La page qui nous écrit, dès cette aube que vous croyez pure, est irradiée et mortellement avariée par les sbires du Planificateur. Or Mozart est solide en bourse ce matin. Le titre Baudelaire bien placé ce matin lui aussi.  Les démons de Dostoïevski se portent bien, merci, ce  matin radieux. Les enfants en armes sont également donnés gagnants pour le tiercé de ce matin ; les enfants des rues prêts à se vendre ce matin aux ordres des réseaux du Planificateur ; le chaos minutieusement rétabli ce matin par les services du Planificateur…

 La tentation serait alors de conclure qu’il n’y aurait plus rien : que rien ne vaudrait plus la peine, que tout serait trop gâté et gâché, que tout serait trop lourd, que tout serait tombé trop bas, que tout serait trop encombré. On chercherait quelqu’un à qui parler mais personne, on regarderait autour de soi mais personne que la foule, on dirait encore quelque chose mais pas un écho, on se tairait alors, on se tairait tout à fait, on ferait le vide, on ferait le vide complet et c’est alors, seulement - seulement alors qu’on serait prêt, peut-être, à entendre le chant du monde.

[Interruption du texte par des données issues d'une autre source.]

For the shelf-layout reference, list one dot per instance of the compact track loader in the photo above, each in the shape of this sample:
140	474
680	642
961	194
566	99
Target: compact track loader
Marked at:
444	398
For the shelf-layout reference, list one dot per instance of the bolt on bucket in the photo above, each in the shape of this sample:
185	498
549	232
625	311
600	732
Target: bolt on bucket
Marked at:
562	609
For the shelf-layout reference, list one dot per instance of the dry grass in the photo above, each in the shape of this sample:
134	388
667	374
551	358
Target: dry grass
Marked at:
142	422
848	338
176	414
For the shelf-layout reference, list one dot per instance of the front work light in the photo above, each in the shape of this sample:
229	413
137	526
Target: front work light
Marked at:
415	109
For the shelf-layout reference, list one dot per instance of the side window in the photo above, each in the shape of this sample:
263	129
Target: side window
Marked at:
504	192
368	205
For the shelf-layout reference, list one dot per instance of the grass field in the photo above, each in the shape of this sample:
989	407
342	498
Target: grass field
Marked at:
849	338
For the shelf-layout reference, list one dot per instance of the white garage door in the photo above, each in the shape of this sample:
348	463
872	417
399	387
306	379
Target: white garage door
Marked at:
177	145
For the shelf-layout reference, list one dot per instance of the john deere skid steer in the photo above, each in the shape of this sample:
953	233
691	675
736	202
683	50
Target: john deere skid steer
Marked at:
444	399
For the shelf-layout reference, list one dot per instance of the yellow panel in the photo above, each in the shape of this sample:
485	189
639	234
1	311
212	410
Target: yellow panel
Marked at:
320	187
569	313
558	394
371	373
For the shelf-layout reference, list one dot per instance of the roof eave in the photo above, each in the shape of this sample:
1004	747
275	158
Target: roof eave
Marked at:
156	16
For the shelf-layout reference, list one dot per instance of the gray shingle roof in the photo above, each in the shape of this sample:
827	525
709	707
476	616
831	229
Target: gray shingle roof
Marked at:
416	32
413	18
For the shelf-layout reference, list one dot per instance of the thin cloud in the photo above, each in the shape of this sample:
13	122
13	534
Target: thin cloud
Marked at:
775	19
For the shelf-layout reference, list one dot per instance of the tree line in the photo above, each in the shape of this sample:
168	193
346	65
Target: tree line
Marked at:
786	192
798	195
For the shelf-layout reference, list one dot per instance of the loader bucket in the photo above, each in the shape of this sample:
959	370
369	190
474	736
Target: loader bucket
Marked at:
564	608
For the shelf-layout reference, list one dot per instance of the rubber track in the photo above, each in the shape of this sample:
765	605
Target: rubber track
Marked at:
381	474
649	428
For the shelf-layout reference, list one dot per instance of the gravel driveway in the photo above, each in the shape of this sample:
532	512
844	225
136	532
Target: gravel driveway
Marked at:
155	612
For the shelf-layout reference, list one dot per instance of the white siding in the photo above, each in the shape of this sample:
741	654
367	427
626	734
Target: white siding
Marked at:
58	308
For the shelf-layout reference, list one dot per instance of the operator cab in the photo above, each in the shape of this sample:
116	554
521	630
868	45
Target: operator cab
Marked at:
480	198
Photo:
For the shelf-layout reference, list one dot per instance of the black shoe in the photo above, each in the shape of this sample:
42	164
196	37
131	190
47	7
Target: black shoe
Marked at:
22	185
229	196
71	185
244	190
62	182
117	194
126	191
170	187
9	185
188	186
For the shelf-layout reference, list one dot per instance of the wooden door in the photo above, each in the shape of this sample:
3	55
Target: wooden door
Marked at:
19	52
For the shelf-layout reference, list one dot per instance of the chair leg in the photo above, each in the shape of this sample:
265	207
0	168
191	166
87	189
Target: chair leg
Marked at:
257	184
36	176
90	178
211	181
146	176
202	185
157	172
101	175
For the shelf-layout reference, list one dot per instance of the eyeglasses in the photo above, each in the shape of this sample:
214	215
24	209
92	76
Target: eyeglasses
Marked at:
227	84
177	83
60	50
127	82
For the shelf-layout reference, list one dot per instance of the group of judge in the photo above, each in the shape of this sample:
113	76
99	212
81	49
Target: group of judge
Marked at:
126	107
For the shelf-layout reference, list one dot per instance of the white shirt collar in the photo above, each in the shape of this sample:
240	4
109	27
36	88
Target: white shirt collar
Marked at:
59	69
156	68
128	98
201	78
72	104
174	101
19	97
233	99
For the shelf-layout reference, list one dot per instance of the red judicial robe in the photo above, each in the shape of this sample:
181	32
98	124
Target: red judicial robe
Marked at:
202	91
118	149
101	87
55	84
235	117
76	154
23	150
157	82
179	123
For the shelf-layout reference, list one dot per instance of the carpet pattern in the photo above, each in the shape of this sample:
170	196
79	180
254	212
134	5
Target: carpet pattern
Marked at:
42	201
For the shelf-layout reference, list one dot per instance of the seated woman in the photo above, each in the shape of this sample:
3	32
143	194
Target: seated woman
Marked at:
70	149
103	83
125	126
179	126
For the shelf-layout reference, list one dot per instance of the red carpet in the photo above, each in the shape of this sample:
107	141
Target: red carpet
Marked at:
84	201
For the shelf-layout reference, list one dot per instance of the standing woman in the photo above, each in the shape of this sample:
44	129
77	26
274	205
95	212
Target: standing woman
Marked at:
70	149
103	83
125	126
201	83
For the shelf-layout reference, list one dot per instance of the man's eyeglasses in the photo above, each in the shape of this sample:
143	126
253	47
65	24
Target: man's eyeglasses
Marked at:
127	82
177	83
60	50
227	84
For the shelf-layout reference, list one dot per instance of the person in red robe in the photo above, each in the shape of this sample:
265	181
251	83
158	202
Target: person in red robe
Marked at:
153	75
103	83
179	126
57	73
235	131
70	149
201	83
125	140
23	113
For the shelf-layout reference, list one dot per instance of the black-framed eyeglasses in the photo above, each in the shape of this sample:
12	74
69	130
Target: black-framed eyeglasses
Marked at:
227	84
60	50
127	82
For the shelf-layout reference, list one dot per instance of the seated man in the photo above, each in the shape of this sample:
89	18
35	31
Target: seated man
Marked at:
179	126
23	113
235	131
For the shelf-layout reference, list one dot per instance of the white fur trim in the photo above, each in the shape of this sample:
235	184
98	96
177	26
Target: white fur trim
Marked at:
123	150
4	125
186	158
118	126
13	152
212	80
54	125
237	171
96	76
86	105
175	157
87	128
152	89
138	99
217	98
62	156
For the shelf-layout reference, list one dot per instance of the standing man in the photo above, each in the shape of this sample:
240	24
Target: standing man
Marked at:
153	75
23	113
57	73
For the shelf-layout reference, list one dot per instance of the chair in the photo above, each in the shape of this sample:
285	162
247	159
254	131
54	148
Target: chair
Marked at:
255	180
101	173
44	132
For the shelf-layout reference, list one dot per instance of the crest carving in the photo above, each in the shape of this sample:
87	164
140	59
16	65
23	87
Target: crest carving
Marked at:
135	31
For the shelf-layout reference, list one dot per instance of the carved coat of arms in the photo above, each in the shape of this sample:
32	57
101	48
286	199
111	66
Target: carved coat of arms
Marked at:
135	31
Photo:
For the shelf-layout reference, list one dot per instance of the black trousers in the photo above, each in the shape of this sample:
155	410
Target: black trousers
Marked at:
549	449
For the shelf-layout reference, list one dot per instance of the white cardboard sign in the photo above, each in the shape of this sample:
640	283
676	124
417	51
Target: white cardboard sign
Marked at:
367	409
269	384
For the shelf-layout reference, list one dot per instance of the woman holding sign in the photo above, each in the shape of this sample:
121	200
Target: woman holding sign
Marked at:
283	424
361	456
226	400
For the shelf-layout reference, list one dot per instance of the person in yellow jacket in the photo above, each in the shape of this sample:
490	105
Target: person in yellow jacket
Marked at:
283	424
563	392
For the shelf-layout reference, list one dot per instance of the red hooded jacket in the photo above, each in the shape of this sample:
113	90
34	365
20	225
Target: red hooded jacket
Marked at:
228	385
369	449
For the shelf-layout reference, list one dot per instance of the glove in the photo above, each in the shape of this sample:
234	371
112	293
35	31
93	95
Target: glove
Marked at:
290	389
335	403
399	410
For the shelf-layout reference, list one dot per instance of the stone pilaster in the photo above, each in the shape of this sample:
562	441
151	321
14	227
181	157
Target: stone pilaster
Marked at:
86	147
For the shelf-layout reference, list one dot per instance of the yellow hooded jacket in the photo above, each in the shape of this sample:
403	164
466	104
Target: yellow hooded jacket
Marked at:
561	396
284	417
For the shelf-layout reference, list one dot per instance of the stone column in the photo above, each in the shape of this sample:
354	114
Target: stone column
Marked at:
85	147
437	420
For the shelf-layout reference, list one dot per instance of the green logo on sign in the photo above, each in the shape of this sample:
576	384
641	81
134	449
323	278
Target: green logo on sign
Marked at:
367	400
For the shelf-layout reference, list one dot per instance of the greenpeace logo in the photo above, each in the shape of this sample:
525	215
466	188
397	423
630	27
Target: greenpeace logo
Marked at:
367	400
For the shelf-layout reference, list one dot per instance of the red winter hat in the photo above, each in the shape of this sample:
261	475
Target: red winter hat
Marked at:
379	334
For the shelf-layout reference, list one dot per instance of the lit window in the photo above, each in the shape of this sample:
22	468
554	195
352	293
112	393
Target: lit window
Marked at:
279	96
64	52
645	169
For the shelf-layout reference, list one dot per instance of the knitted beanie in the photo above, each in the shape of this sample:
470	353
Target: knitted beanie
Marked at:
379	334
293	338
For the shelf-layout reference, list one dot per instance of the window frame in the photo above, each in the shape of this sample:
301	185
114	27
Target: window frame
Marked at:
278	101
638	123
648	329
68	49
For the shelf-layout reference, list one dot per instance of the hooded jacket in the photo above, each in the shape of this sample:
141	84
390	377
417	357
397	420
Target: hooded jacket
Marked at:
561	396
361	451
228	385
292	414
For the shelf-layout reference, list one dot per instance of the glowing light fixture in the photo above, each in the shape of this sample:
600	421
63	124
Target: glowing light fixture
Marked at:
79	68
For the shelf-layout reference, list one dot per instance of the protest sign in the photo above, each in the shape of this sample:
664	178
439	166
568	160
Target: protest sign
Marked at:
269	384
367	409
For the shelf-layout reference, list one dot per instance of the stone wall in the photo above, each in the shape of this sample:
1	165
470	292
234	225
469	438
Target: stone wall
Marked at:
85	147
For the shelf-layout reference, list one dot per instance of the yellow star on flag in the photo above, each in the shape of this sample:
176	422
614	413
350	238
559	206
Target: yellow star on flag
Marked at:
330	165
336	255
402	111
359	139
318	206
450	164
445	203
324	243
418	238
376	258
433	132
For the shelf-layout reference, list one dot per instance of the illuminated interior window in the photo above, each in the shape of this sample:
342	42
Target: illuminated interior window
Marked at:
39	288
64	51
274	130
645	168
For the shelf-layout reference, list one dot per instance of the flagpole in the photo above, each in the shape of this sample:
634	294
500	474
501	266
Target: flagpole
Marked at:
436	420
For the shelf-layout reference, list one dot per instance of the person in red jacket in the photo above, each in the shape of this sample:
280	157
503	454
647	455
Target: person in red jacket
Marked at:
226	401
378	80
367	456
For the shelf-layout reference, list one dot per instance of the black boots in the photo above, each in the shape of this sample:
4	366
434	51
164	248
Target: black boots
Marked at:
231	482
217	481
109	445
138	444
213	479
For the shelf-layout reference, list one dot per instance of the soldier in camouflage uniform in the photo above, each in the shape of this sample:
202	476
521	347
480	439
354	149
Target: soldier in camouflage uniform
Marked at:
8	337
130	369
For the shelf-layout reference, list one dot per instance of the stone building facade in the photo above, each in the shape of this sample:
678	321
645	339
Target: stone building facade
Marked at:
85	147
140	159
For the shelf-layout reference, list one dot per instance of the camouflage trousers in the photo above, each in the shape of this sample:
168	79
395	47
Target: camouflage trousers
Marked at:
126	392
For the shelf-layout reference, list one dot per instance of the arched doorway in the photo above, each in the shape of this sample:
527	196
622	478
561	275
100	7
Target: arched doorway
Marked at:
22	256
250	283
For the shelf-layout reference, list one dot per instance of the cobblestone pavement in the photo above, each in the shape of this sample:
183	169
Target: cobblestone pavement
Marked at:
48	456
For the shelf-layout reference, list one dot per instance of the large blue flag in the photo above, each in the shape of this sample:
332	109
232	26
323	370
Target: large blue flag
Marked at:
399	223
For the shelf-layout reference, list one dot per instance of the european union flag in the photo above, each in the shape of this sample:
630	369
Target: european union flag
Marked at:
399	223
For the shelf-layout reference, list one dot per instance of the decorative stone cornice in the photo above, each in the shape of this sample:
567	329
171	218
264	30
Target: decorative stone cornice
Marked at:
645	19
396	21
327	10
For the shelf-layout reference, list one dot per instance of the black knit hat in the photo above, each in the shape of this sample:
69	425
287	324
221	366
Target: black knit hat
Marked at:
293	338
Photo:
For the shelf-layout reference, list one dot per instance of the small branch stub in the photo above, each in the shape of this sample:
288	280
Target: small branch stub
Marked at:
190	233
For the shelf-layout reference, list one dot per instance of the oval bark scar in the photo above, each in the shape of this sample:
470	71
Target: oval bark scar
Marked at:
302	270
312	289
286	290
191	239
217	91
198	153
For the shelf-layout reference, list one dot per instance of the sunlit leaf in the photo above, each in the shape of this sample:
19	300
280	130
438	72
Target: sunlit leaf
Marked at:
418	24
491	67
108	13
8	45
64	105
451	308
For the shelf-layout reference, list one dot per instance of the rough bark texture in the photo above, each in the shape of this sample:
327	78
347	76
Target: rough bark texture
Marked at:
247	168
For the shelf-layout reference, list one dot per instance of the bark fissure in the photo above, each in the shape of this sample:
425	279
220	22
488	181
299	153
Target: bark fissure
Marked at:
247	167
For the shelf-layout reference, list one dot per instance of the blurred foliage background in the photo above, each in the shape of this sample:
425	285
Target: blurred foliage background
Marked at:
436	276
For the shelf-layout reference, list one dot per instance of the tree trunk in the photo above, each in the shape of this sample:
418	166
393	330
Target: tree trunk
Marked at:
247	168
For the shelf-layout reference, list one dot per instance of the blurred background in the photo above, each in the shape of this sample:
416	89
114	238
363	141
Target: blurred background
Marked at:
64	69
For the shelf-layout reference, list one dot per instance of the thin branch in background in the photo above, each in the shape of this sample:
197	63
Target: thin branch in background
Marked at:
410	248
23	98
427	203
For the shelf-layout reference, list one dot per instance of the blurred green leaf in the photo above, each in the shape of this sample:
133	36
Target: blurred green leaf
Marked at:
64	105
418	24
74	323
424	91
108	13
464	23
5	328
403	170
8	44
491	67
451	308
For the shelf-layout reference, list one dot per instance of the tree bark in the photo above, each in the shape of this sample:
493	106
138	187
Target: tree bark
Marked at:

Ainsi le prêchi-prêcheur de ce matin le dit-il, en vérité il le leur dit, aux mères du monde dans lequel nous vivons : qu’elles n’aient  aucun regret, car ce qui leur reste de meilleur n’est pas que du passé, ce qui les fait vivre est ce qui vit en elles de ce passé qui ne passera jamais tant qu’elles vivront, et quand elles ne vivront plus leurs enfants se rappelleront ce peu d’elles qui fut l’étincelle de leur présent - ce feu d’elles  qui nous éclaire à présent, et la lumière de tout ça, la lumière sans nom de tout ça – la lumière témoignera.

 

Une fois de plus, à l’instant, voici donc l’émouvante beauté du lever du jour, l’émouvante beauté d’une aube d’été bleu pervenche, l’émouvante beauté des gens le matin, l’émouvante beauté d’une pensée douce flottant comme un nuage immobile absolument sur le lac bleu soyeux, l’émouvante beauté de ce que voit mieux que nous l’aveugle ce matin, les yeux ouverts sur son secret...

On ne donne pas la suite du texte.